Parents brawl during youth baseball game after disagreeing with 13-year-old umpirefstop123/iStock(LAKEWOOD, Colo.) -- A baseball game between a group of 7-year-old kids degenerated into an all-out brawl with parents throwing haymakers, other cowering for cover and a woman even jumping on someone's back.

The reason for the brawl: a parent didn't like the calls being made by a 13-year-old umpire.

The fight began at Westgate Elementary School in Lakewood, Colo., a suburb southwest of Denver, on Saturday at about noon as 15 to 20 adults got into a violent tussle, according to Lakewood police.

The brawl was still ongoing as Lakewood police arrived at the scene.

These adults took over the field and began assaulting each other on 6/15 during a youth baseball game. We're looking for any info, in particular to ID the man in the white shirt/teal shorts.

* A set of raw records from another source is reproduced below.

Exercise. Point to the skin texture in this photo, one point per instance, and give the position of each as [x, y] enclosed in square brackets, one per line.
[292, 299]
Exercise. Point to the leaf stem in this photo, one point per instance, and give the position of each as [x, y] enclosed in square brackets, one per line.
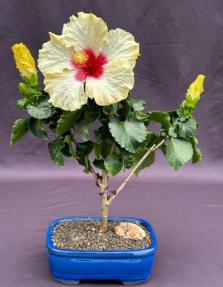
[123, 184]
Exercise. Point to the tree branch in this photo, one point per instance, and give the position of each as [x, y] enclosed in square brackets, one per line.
[120, 188]
[96, 175]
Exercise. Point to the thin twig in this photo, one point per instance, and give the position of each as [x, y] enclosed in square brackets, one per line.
[120, 188]
[94, 173]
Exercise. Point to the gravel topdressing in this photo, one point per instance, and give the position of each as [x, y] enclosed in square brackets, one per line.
[84, 235]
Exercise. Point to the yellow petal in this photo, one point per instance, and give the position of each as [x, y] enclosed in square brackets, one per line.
[24, 60]
[197, 87]
[85, 31]
[113, 86]
[65, 92]
[121, 45]
[54, 55]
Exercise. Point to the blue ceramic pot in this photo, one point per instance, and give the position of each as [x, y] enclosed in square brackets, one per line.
[129, 266]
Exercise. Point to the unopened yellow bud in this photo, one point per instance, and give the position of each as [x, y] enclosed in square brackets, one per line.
[24, 60]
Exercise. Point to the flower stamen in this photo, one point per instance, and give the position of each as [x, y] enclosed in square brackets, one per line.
[80, 57]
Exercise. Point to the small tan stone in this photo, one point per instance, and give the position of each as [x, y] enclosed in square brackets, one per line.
[130, 230]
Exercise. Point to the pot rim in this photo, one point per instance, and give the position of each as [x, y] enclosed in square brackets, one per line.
[102, 253]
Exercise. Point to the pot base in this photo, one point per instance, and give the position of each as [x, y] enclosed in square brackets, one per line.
[131, 266]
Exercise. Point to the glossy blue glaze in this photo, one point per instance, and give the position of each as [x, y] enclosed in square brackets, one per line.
[129, 266]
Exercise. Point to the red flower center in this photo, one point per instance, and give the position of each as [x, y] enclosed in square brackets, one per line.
[87, 64]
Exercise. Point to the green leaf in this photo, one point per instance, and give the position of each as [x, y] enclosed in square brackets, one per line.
[68, 140]
[113, 163]
[56, 154]
[32, 81]
[197, 155]
[137, 105]
[172, 132]
[37, 129]
[42, 110]
[161, 117]
[128, 134]
[99, 163]
[146, 163]
[19, 129]
[85, 148]
[82, 128]
[67, 121]
[187, 129]
[22, 103]
[25, 90]
[97, 149]
[178, 152]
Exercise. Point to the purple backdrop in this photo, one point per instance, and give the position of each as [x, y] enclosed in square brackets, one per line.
[178, 39]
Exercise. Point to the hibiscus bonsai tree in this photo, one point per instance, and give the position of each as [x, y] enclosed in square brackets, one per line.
[86, 111]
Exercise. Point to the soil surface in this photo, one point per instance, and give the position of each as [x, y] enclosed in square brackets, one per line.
[84, 235]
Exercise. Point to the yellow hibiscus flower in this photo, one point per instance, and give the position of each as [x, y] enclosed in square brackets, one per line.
[87, 52]
[24, 60]
[197, 87]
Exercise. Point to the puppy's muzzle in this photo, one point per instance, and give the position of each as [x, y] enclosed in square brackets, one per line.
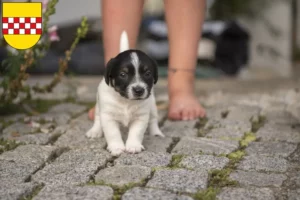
[138, 91]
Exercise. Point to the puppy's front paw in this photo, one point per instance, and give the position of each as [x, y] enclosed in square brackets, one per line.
[155, 131]
[116, 148]
[134, 147]
[94, 133]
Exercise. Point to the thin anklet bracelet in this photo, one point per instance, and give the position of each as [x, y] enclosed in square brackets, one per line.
[174, 70]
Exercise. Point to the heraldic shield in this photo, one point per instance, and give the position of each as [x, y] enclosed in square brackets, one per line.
[22, 24]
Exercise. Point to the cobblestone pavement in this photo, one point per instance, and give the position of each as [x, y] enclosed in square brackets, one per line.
[247, 148]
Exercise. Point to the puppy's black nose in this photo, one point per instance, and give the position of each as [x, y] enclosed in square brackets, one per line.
[138, 91]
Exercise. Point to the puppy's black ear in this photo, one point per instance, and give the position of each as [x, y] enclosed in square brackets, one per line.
[155, 70]
[109, 67]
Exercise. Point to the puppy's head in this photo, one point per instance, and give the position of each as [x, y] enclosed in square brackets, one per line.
[132, 74]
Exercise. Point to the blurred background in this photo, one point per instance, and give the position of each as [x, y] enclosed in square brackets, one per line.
[245, 39]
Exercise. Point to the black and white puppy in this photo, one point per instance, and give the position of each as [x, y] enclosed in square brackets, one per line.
[125, 97]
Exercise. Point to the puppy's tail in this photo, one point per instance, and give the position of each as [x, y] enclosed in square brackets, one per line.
[124, 43]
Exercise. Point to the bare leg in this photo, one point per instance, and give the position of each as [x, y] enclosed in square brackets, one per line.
[184, 18]
[117, 16]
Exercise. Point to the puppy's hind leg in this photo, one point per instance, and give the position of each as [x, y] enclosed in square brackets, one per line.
[96, 130]
[153, 121]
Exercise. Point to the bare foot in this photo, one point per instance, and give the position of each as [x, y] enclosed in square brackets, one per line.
[185, 106]
[92, 113]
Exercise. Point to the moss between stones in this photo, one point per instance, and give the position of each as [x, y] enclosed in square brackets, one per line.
[209, 194]
[6, 123]
[224, 114]
[34, 193]
[176, 159]
[119, 191]
[8, 145]
[220, 178]
[200, 126]
[248, 138]
[257, 123]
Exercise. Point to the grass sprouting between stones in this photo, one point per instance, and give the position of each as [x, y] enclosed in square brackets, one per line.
[220, 178]
[7, 145]
[209, 194]
[257, 123]
[119, 191]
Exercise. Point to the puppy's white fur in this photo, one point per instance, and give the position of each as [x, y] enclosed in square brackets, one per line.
[112, 110]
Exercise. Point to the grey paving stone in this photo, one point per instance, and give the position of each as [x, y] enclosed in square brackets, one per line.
[13, 118]
[274, 132]
[271, 148]
[37, 138]
[231, 129]
[18, 129]
[263, 163]
[294, 194]
[246, 194]
[242, 113]
[61, 129]
[204, 162]
[17, 191]
[296, 179]
[58, 118]
[179, 128]
[280, 117]
[258, 179]
[157, 144]
[122, 175]
[217, 113]
[75, 137]
[146, 158]
[18, 165]
[72, 167]
[295, 156]
[139, 193]
[194, 146]
[179, 180]
[75, 192]
[70, 108]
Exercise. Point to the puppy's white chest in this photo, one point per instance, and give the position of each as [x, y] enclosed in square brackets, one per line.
[128, 114]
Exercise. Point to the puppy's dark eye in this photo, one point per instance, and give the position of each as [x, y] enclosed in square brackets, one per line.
[148, 74]
[123, 75]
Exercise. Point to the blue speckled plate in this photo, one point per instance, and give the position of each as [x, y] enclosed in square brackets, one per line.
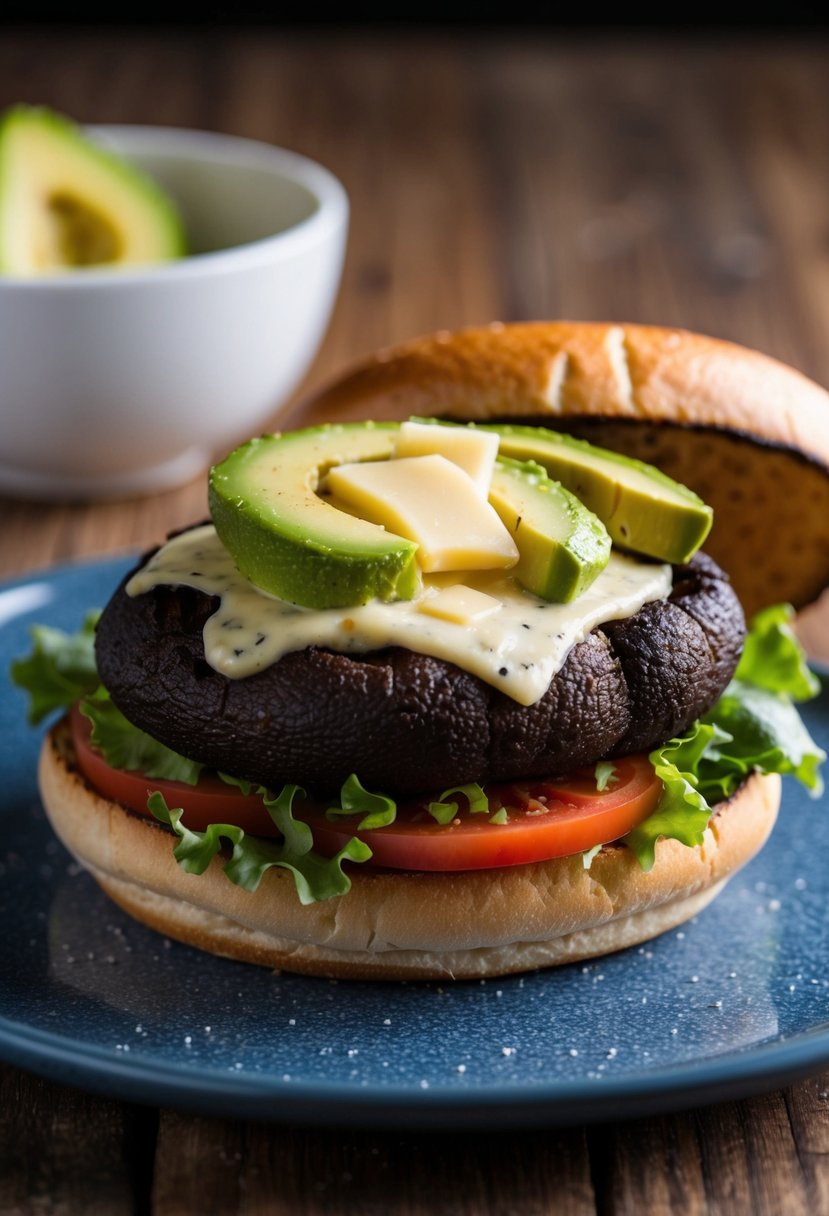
[734, 1002]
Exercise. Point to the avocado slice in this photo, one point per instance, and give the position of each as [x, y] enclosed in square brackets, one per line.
[562, 545]
[643, 510]
[287, 540]
[67, 203]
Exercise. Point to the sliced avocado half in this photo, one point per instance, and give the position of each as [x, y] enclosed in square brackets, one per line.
[643, 510]
[67, 203]
[287, 540]
[563, 546]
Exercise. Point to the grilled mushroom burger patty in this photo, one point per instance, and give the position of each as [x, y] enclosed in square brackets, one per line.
[410, 724]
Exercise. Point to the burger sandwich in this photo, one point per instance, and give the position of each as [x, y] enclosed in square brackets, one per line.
[454, 681]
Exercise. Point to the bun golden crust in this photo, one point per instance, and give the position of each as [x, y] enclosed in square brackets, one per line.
[404, 925]
[746, 432]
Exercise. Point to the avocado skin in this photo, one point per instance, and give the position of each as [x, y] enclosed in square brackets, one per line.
[407, 724]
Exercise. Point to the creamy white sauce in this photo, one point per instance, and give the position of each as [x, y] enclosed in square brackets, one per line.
[518, 648]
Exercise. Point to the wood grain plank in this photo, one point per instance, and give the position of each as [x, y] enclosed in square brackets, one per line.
[808, 1113]
[63, 1152]
[716, 1160]
[212, 1166]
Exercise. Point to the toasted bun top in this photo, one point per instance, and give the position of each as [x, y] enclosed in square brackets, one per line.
[748, 433]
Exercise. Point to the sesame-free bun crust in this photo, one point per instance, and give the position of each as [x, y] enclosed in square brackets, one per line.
[748, 433]
[395, 925]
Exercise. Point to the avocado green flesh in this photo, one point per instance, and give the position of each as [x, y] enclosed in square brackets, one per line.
[562, 545]
[643, 510]
[67, 203]
[287, 540]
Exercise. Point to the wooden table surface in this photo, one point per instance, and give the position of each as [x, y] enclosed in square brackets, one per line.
[494, 175]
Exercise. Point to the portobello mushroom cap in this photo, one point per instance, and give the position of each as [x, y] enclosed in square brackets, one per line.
[409, 724]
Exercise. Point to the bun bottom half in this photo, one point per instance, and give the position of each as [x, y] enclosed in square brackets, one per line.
[404, 925]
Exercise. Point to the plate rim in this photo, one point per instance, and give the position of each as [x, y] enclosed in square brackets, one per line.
[738, 1073]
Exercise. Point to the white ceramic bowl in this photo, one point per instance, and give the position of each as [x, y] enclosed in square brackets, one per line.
[125, 382]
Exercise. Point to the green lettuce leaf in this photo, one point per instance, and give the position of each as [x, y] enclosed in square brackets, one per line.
[60, 670]
[754, 727]
[315, 877]
[124, 746]
[445, 811]
[763, 732]
[682, 812]
[773, 658]
[377, 810]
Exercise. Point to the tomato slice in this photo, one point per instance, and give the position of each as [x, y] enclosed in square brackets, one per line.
[212, 800]
[543, 818]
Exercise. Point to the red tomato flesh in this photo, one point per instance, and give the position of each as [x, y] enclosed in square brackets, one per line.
[545, 818]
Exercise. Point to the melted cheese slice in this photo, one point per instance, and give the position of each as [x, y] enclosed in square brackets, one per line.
[432, 501]
[474, 451]
[517, 648]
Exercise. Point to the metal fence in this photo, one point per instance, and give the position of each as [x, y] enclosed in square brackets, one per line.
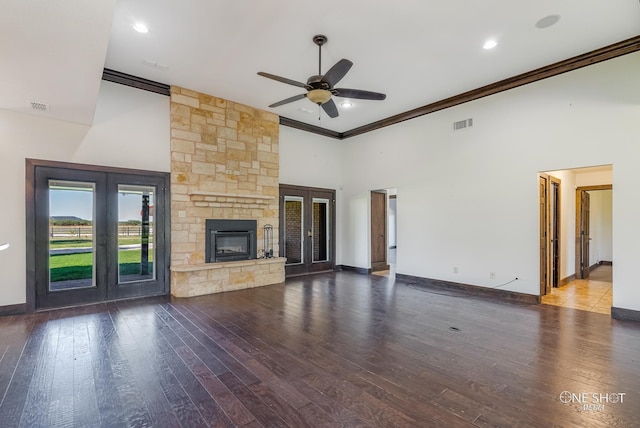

Several people have already been cited in this fight and injuries were reported. pic.twitter.com/ieenhwCrbU

— Lakewood Police (@LakewoodPDCO) June 18, 2019

Police issued four citations for disorderly conduct, but said they are still searching for others involved in the fight.

Police are looking for an adult in a white T-shirt and teal shorts in particular because he can be seen in the video throwing sucker punches at people looking in the other direction. Police said it is unknown if this person is a parent of one of the children in the game.

There were a few minor injuries and one person suffered serious bodily injury, police told ABC News. No details on the injury were available.